The next morning, when I had planned on visiting the temple, it was raining a light rain. I could have bagged it, but decided to go anyway. It was in walking distance and I was able to borrow a nice pink umbrella from the front desk, where the lovely concierge gave me directions to the temple, even though I couldn’t get in.
It was a beautiful walk, down a winding country road, in a light rain.
I followed the concierge’s walking directions until, around one bend, I could see a grove of larger trees that struck me as the place. A interpretive sign on the side of the road . . . in English, no less, let me know that this area was a wetlands, and sported a nice basic trail map. With that, I had enough information, and so took a left, on a wet and grassy trail that seemed to lead toward the grove of trees.
Indeed it soon did.
I found myself on the back side of the sanctuary grounds, with a rather permanent-looking chain link fence between me and the ruins. (I’m sure these renovation projects take years . . . )
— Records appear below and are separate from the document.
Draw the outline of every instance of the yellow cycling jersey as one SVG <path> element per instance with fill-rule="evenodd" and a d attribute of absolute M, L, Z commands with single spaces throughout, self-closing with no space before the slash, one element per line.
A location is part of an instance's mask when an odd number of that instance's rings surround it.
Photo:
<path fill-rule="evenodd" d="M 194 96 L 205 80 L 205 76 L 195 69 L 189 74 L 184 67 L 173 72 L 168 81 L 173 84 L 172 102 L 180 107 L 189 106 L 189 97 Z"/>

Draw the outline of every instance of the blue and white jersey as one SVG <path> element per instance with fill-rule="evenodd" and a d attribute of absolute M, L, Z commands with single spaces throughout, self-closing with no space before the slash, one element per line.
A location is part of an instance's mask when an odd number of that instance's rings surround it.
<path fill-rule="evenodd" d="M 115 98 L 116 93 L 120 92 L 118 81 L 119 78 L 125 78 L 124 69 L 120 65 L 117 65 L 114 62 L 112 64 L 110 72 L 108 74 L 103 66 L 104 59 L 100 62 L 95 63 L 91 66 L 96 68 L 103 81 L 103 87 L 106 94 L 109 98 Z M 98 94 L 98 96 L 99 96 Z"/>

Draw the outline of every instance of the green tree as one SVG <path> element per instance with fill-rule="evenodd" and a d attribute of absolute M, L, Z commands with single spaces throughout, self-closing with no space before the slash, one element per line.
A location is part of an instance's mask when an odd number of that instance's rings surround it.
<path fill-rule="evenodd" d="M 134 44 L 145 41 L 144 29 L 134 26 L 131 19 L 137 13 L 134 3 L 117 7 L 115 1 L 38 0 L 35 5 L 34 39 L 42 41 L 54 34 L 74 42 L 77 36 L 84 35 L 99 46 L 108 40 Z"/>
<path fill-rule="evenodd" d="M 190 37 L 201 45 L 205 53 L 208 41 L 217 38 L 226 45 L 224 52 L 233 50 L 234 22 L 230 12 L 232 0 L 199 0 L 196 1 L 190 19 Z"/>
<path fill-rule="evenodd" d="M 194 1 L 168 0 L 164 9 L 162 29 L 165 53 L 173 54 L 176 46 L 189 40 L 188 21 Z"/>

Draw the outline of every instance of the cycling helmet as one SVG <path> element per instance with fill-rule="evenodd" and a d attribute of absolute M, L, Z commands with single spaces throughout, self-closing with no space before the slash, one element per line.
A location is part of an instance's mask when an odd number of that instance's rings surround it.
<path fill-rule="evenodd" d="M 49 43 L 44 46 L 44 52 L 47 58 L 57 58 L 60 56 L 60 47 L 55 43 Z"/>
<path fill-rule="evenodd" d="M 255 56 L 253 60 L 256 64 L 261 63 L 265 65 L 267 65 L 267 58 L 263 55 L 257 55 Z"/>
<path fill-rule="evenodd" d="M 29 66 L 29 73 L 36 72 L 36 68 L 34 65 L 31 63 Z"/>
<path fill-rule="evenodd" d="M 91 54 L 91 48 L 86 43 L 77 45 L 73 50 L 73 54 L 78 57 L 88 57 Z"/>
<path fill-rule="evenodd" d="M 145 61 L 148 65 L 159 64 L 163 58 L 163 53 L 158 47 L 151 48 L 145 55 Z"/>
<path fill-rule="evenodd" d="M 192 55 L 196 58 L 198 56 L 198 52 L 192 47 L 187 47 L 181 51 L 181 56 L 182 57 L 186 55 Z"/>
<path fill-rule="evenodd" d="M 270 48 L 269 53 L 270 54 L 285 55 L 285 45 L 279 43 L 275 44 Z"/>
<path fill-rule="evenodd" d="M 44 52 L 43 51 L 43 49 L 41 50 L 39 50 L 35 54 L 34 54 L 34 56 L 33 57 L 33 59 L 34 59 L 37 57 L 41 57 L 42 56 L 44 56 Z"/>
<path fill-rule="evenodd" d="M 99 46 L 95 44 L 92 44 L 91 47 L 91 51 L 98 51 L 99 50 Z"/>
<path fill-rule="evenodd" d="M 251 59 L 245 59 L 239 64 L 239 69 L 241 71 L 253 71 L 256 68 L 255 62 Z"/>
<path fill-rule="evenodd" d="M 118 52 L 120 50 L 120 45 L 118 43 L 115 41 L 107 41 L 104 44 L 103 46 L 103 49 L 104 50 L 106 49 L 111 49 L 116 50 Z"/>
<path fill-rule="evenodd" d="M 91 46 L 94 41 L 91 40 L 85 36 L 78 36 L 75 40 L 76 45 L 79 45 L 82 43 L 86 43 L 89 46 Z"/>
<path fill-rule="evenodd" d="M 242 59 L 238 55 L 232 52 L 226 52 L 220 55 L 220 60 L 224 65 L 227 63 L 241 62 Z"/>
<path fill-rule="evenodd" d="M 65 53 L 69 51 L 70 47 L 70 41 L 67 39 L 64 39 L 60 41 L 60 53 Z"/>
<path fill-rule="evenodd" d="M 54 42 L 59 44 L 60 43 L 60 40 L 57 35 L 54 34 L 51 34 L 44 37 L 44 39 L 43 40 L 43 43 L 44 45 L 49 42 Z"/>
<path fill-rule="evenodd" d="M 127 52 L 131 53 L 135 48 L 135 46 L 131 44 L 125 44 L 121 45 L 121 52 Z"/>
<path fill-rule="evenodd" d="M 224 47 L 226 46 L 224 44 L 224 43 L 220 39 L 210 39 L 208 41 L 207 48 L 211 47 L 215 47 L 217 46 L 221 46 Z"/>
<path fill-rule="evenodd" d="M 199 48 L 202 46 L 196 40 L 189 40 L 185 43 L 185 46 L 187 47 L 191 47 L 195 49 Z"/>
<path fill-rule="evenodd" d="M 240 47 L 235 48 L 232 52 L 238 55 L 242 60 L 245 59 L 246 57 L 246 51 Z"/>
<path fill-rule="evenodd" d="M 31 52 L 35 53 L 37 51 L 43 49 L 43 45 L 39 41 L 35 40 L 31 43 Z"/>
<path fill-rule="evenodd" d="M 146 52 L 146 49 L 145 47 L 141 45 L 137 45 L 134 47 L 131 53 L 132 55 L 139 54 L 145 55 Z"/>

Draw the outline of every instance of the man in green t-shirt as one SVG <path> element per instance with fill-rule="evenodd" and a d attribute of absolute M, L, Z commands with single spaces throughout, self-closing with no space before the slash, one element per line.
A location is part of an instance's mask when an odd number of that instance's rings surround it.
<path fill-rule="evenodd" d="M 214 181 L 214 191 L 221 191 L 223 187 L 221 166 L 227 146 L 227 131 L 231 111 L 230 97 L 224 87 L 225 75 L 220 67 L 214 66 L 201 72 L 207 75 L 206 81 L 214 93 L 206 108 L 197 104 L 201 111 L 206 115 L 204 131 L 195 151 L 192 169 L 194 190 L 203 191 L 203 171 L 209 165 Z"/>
I’d had a small premonition about what happened next.
Neat stacks of plastic-wrapped and numbered stone blocks, and a large pile of cement bags stood at the far end of the fence. I saw a workman moving the cement bags.
By now it had stopped raining, and the sun had come out.
I walked along the fenceline (took a photo) and the man saw me. Obviously I was very interested in the structure . . . he beckoned me over, opened a heavy iron gate at the very back, and let me in. He led me a little way toward the structure near the large trees, saying in broken English (better than my Greek) that I could only go "to here because of camera". Security camera.
I paid attention to what I felt in this place. From some inside place, this is what I sensed the place might have said to me:
“I am here. It matters to me not whether I’m being renovated. It matters to me not if you come visit me. I am about my own business.”
A strong, almost imperious Feminine energy. I liked this Artemis.
“Artemis was bathing in the woods when the hunter Actaeon stumbled across her, thus seeing her naked. He stopped and stared, amazed at her ravishing beauty. Discovering she had been seen, Artemis became angry and forbade Actaeon to speak. If he tried to speak, he would be changed into a stag, she warned. Upon hearing the call of his hunting party, he called out to them . . . and was immediately changed into a stag. He fled into the woods. Stopping briefly at a pond, Actaeon saw his reflection and moaned in fear, moments before the hounds of his own hunting party sprang upon him and tore him to pieces, as he raised his eyes to Mount Olympus.” —Wikipedia, with my edits.